In case others run into this - I was getting an error on Paperspace - not a CUDA memory issue but “Could not do one pass in your dataloader, there is something wrong in it. Please see the stack trace below” and the bottom of the trace was “cusolver error: CUSOLVER_STATUS_EXECUTION_FAILED, when calling `cusolverDnSgetrf( handle, m, n, dA, ldda, static_cast<float*>(dataPtr.get()), ipiv, info)”. I found that reducing the image size in the resize property (not the size) avoided this. Despite dropping down from 480 to 240 I still got a good result on a large swinv2.

nikem · June 22, 2022, 9:51am

Finally solved the problem. It turns out it is not about the walk-thru code/data or anything else. It is all about a PyTorch bug that appears on certain Nvidia drivers.

gsg · June 22, 2022, 8:44pm

Had the same problem, intermittently… Reducing from 480 to 360 also addressed it.

brismith · June 22, 2022, 8:52pm

Although I just found that increasing could fix it too.

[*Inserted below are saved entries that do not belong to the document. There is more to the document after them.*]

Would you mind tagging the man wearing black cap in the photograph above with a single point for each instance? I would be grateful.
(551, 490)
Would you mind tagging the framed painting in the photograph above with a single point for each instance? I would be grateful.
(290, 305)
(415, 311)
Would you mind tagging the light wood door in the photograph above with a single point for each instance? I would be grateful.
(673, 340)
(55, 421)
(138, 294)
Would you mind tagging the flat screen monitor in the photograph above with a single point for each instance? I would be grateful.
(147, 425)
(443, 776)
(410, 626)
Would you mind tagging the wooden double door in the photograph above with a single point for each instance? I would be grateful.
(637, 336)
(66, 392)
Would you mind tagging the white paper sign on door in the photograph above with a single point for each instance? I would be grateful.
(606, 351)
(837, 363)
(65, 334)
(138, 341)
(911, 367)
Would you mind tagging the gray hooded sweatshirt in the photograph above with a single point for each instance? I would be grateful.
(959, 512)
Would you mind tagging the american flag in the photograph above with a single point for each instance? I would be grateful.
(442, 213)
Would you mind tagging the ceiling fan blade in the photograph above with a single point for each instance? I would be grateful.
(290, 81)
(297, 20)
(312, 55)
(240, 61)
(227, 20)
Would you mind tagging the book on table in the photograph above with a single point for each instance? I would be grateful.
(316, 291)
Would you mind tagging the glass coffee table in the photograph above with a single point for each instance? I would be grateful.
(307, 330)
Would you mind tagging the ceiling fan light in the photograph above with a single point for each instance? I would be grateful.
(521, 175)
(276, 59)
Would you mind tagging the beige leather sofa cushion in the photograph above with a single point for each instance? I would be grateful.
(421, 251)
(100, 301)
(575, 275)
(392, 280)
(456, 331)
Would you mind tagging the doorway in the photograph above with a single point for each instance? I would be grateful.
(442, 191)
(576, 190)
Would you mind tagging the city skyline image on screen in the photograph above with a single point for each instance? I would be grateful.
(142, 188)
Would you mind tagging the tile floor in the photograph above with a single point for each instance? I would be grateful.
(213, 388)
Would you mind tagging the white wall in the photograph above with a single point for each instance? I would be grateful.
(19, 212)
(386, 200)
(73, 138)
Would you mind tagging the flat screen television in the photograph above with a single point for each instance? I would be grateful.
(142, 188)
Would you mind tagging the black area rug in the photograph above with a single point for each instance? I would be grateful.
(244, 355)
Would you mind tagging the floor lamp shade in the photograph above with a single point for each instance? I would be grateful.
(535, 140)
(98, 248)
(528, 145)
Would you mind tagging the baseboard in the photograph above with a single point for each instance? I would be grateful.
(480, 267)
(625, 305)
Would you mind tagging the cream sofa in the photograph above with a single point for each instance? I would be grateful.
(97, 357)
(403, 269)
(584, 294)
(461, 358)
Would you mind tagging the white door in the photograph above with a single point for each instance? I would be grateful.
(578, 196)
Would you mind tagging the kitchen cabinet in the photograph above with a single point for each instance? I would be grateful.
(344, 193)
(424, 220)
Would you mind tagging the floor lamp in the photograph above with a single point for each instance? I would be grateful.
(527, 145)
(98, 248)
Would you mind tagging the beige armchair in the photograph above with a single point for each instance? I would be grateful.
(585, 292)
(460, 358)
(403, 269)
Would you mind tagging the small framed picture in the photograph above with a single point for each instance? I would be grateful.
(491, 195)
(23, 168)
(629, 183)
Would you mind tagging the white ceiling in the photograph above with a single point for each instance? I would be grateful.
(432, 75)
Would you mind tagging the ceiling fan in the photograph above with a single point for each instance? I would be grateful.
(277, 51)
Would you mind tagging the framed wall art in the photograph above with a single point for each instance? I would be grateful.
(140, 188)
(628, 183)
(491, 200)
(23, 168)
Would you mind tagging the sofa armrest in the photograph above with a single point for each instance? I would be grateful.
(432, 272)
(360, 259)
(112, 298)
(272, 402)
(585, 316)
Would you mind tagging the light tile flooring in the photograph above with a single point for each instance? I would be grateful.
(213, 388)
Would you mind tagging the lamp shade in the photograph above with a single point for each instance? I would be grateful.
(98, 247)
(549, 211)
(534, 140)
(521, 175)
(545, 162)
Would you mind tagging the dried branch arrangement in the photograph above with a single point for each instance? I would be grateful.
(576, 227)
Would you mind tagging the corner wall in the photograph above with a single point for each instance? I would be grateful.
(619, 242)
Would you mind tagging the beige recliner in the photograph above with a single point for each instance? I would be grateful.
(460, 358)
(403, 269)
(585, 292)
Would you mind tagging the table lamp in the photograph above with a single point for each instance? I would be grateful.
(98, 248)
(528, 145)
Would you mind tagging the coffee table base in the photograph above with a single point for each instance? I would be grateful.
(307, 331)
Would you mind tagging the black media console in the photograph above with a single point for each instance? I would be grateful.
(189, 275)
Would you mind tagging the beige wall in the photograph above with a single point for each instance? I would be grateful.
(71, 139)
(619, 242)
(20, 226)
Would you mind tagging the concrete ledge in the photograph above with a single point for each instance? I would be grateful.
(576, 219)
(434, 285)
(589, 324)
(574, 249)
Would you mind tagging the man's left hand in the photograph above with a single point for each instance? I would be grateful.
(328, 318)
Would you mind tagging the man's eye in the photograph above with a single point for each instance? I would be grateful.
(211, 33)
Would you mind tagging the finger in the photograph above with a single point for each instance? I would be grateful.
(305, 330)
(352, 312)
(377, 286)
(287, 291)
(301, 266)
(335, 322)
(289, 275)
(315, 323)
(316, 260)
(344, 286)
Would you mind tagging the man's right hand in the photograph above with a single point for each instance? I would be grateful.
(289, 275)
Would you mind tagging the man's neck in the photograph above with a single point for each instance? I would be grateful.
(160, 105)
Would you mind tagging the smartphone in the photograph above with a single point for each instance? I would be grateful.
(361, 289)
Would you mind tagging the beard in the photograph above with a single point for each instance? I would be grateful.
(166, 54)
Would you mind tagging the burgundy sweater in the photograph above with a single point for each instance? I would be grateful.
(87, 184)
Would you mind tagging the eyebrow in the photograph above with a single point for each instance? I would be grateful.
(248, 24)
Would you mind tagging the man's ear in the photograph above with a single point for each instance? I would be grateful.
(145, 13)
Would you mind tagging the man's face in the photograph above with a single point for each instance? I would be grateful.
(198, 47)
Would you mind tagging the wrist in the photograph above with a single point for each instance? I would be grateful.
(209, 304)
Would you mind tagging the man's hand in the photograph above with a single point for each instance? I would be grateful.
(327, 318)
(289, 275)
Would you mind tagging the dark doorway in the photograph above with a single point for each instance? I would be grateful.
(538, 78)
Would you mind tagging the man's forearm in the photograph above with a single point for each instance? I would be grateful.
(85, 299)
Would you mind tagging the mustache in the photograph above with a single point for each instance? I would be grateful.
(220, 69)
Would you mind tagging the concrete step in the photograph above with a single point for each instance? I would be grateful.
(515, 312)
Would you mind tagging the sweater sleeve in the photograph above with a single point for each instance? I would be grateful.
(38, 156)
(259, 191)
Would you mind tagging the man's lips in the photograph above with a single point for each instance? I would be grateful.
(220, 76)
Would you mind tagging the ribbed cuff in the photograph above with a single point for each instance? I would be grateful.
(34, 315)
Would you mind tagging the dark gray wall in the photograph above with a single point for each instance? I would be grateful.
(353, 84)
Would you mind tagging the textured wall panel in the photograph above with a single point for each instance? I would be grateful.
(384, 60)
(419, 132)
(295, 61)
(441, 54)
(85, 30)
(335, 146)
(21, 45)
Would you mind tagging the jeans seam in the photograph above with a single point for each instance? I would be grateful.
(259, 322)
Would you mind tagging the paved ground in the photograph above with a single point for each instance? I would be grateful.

I think just different values hit the PyTorch bug - so you have to see what works.

Daniel · June 23, 2022, 12:29pm

Walkthru 10 detailed note in the form of questions

The best vision models for fine-tuning notebook

00:00 - Questions on tabular data and the fastbook has the answer

Why paddy dataset is interesting

07:06

paddy dataset is similar to ImageNet in terms of shape and size but have no paddy labels

What kind of dataset can do well on fine-tuning a pre-trained model?

08:37

Is the dataset (e.g., PETS dataset) very similar to the pre-trained model’s dataset (e.g., ImageNet)?
The more similar, the better the dataset can fine tune the model by making use much of the pretrained weights

How large is the dataset, especially when the dataset is not similar e.g., the planet dataset to the Imagenet?
When datasets are very different, most of weights from the pretrained model will be useless, so the larger of the dataset, the more weights can be trained, the better the model can learn

Experiment to find out the best model for fine-tuning using similar and large dataset vs dissimilar and small dataset

10:44

If we can find the best model from PETS dataset and Planet dataset, then it may be applied to other similar senarios

Jeremy walks us through how he and Thomas Capelle designed their experiments

11:55

Explore the fine_tune.py from fastai_timm repo

Explore the sweep_planets_lr.yaml from the repo

Weights and biases API can enable us to see our experiment results inside Jupyter notebook

What does Jeremy use gist for?

14:10

How Jeremy use WandB API to use their experiment results inside Jupyter notebook

15:00

How to turn a dataframe into a string

17:04

StringIO is the key to make sure pd.to_csv to save dataframe into a string rather than a file

How Jeremy create a gist?

17:50

import ghapi.core as gh
g = gh.GhAPI()
gist = g.create_gist('description of the gist', content_as_string, filename='', public=True)
gist.html_url

What does Jeremy use gist for here and generally?

How to do score models with data from the gist url

19:45

How to calculate the score for all models based on their error_rate, fit_time, and GPU_mem?

How does Jeremy come up with the score design?

How to sort all the models based on their score and display the top 15 models?

#question How much does fit_time and GPU_mem matter more and when?